8. Artifacts

Julia 1.3

Pkg's artifacts functionality requires at least Julia 1.3.

Pkg can install and manage containers of data that are not Julia packages. These containers can contain platform-specific binaries, datasets, text, or any other kind of data that would be convenient to place within an immutable, life-cycled datastore. These containers, (called "Artifacts") can be created locally, hosted anywhere, and automatically downloaded and unpacked upon installation of your Julia package. This mechanism is also used to provide the binary dependencies for packages built with BinaryBuilder.jl.

Artifacts.toml files

Pkg provides an API for working with artifacts, as well as a TOML file format for recording artifact usage in your packages, and to automate downloading of artifacts at package install time. Artifacts can always be referred to by content hash, but are typically accessed by a name that is bound to a content hash in an Artifacts.toml file that lives in a project's source tree.

Note

It is possible to use the alternate name JuliaArtifacts.toml, similar to how it is possible to use JuliaProject.toml and JuliaManifest.toml instead of Project.toml and Manifest.toml, respectively.

An example Artifacts.toml file is shown here:

# Example Artifacts.toml file
[socrates]
git-tree-sha1 = "43563e7631a7eafae1f9f8d9d332e3de44ad7239"
lazy = true

    [[socrates.download]]
    url = "https://github.com/staticfloat/small_bin/raw/master/socrates.tar.gz"
    sha256 = "e65d2f13f2085f2c279830e863292312a72930fee5ba3c792b14c33ce5c5cc58"

    [[socrates.download]]
    url = "https://github.com/staticfloat/small_bin/raw/master/socrates.tar.bz2"
    sha256 = "13fc17b97be41763b02cbb80e9d048302cec3bd3d446c2ed6e8210bddcd3ac76"

[[c_simple]]
arch = "x86_64"
git-tree-sha1 = "4bdf4556050cb55b67b211d4e78009aaec378cbc"
libc = "musl"
os = "linux"

    [[c_simple.download]]
    sha256 = "411d6befd49942826ea1e59041bddf7dbb72fb871bb03165bf4e164b13ab5130"
    url = "https://github.com/JuliaBinaryWrappers/c_simple_jll.jl/releases/download/c_simple+v1.2.3+0/c_simple.v1.2.3.x86_64-linux-musl.tar.gz"

[[c_simple]]
arch = "x86_64"
git-tree-sha1 = "51264dbc770cd38aeb15f93536c29dc38c727e4c"
os = "macos"

    [[c_simple.download]]
    sha256 = "6c17d9e1dc95ba86ec7462637824afe7a25b8509cc51453f0eb86eda03ed4dc3"
    url = "https://github.com/JuliaBinaryWrappers/c_simple_jll.jl/releases/download/c_simple+v1.2.3+0/c_simple.v1.2.3.x86_64-apple-darwin14.tar.gz"

[processed_output]
git-tree-sha1 = "1c223e66f1a8e0fae1f9fcb9d3f2e3ce48a82200"

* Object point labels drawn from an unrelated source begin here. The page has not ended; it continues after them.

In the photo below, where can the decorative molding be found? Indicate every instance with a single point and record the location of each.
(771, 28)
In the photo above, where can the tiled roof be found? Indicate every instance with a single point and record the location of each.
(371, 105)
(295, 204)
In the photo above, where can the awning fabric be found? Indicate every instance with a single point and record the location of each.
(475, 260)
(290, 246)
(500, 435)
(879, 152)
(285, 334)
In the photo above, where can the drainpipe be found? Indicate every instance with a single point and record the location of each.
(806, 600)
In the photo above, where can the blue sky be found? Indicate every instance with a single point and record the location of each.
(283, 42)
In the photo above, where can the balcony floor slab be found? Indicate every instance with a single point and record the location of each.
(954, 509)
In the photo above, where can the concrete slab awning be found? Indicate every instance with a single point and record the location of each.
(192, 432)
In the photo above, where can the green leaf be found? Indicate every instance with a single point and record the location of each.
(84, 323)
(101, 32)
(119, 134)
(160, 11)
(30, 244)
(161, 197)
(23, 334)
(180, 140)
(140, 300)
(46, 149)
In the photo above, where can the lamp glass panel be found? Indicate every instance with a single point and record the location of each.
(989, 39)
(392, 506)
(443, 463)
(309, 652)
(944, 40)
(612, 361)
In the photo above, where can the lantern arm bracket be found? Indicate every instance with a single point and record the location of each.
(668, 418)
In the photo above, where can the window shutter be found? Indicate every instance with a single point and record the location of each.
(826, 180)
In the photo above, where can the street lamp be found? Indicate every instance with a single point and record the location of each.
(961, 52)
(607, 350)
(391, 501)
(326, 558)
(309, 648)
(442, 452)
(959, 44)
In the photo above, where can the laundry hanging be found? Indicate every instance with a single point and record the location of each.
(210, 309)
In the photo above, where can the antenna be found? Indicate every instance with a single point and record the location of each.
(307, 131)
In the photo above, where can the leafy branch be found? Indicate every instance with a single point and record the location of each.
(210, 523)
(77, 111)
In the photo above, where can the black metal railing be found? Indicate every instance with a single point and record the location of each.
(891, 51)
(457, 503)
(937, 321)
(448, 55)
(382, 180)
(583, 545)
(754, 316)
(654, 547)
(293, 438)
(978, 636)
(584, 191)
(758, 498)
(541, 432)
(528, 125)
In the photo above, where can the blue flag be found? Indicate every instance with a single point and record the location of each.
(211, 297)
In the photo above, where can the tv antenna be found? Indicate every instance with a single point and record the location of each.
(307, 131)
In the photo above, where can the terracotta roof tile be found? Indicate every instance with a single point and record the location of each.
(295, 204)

This Artifacts.toml binds three artifacts; one named socrates, one named c_simple and one named processed_output. The single required piece of information for an artifact is its git-tree-sha1. Because artifacts are addressed only by their content hash, the purpose of an Artifacts.toml file is to provide metadata about these artifacts, such as binding a human-readable name to a content hash, providing information about where an artifact may be downloaded from, or even binding a single name to multiple hashes, keyed by platform-specific constraints such as operating system or libgfortran version.

Artifact types and properties

In the above example, the socrates artifact showcases a platform-independent artifact with multiple download locations. When downloading and installing the socrates artifact, URLs will be attempted in-order until one succeeds. The socrates artifact is marked as lazy, which means that it will not be automatically downloaded when the containing package is installed, but rather will be downloaded on-demand when the package first attempts to use it.

The c_simple artifact showcases a platform-dependent artifact, where each entry in the c_simple array contains keys that help the calling package choose the appropriate download based on the particulars of the host machine. Note that each artifact contains both a git-tree-sha1 and a sha256 for each download entry. This is to ensure that the downloaded tarball is secure before attempting to unpack it, as well as enforcing that all tarballs must expand to the same overall tree hash.

The processed_output artifact contains no download stanza, and so cannot be installed. An artifact such as this would be the result of code that was previously run, generating a new artifact and binding the resultant hash to a name within this project.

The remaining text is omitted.